Cet article est dédié tout particulièrement aux otages, femmes, hommes et enfants capturés par le mouvement terroriste du Hamas et aux parents attendant le retour des leurs.
La parashat Qedoshim[1] met en garde contre la pratique du spiritisme et de la divination.

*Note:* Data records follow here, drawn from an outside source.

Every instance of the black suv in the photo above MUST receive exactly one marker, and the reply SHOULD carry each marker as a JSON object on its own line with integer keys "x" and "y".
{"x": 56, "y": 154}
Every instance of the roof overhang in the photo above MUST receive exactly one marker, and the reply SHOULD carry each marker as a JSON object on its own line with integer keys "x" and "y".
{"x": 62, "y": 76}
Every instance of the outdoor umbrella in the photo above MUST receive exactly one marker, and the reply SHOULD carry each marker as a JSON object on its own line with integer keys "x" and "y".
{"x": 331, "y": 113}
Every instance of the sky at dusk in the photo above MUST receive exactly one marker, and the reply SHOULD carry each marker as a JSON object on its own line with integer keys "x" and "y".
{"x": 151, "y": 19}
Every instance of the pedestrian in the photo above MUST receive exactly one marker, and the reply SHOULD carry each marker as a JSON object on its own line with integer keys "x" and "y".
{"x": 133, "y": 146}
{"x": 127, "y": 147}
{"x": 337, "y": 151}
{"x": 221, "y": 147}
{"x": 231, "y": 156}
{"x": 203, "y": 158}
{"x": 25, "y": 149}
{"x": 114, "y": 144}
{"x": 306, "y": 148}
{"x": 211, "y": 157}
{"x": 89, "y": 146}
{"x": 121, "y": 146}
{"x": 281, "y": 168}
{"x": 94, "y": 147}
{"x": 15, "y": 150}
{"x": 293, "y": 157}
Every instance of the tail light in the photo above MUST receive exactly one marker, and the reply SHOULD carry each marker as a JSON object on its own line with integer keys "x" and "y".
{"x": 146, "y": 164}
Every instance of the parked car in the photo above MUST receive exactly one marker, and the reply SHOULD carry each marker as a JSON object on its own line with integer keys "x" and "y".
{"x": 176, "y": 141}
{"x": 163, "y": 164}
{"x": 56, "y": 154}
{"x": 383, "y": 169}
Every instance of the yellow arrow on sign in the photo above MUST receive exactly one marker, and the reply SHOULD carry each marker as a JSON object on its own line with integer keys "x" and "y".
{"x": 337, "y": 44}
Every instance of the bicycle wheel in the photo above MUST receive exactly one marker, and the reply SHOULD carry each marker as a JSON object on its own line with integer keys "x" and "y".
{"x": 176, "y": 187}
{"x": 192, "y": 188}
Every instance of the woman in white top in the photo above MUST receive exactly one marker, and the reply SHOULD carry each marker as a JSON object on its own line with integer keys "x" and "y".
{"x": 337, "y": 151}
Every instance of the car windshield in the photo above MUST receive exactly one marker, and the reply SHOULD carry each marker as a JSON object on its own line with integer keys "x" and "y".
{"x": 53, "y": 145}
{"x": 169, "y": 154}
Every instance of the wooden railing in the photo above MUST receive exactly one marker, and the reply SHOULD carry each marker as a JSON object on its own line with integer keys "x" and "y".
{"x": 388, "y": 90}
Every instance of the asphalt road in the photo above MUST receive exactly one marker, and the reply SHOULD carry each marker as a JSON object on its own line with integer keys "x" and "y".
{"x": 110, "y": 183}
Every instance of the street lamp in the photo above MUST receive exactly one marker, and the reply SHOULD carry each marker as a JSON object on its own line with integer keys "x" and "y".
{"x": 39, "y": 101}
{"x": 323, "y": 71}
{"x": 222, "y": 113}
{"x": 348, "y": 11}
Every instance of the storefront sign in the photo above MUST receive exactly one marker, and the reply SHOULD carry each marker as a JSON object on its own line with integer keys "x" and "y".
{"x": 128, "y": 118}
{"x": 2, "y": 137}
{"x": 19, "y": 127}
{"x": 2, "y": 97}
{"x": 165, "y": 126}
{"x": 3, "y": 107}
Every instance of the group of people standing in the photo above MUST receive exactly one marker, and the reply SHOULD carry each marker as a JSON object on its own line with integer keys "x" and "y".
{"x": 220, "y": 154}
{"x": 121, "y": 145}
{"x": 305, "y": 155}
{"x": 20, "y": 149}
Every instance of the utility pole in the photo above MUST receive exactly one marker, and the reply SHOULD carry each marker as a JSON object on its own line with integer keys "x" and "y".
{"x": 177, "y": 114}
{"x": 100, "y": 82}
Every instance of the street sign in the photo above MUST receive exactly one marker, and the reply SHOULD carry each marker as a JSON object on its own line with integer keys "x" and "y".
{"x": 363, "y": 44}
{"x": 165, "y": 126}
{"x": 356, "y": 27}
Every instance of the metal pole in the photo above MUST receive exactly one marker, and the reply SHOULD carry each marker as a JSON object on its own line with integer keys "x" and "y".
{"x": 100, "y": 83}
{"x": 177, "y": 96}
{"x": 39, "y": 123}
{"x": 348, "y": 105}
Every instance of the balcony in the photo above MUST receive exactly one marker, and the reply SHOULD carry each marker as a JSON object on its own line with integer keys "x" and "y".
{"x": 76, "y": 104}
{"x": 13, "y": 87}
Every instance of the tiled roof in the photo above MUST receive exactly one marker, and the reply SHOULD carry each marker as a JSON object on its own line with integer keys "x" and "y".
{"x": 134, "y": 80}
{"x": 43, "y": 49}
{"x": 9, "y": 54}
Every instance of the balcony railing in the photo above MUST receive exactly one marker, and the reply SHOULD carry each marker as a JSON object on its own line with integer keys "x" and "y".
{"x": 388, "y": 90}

לא אַל-תִּפְנוּ אֶל-הָאֹבֹת וְאֶל-הַיִּדְּעֹנִים אַל-תְּבַקְשׁוּ לְטָמְאָה בָהֶם אֲנִי יְהוָה אֱלֹהֵיכֶם. (ויקרא יט:לא) | 31 Ne vous tournez point vers les spirites [medium] ni les devins ; n’aspirez pas à vous rendre impurs par ces pratiques: je suis l’Éternel votre Seigneur (Lévitique 19:31) |
Le terme הָאֹבֹת/HaOvot signifie “nécromancien, spirite” ou “medium”. Le spirite détient le pouvoir d’entrer en contact avec les morts et de les faire parler afin qu’ils délivrent un message aux vivants. Dans la Bible, “אוֹב”/Ov fait référence soit à un objet (comme un puits, une fosse ou un récipient) censé servir de passage pour les esprits, soit à la pratique de la nécromancie elle-même, c’est-à-dire l’invocation des morts pour obtenir des révélations ou des conseils d’ordre surnaturel. Les participants au rituel creusaient un trou dans la terre, par lequel l’esprit du mort pouvait monter du Shéol.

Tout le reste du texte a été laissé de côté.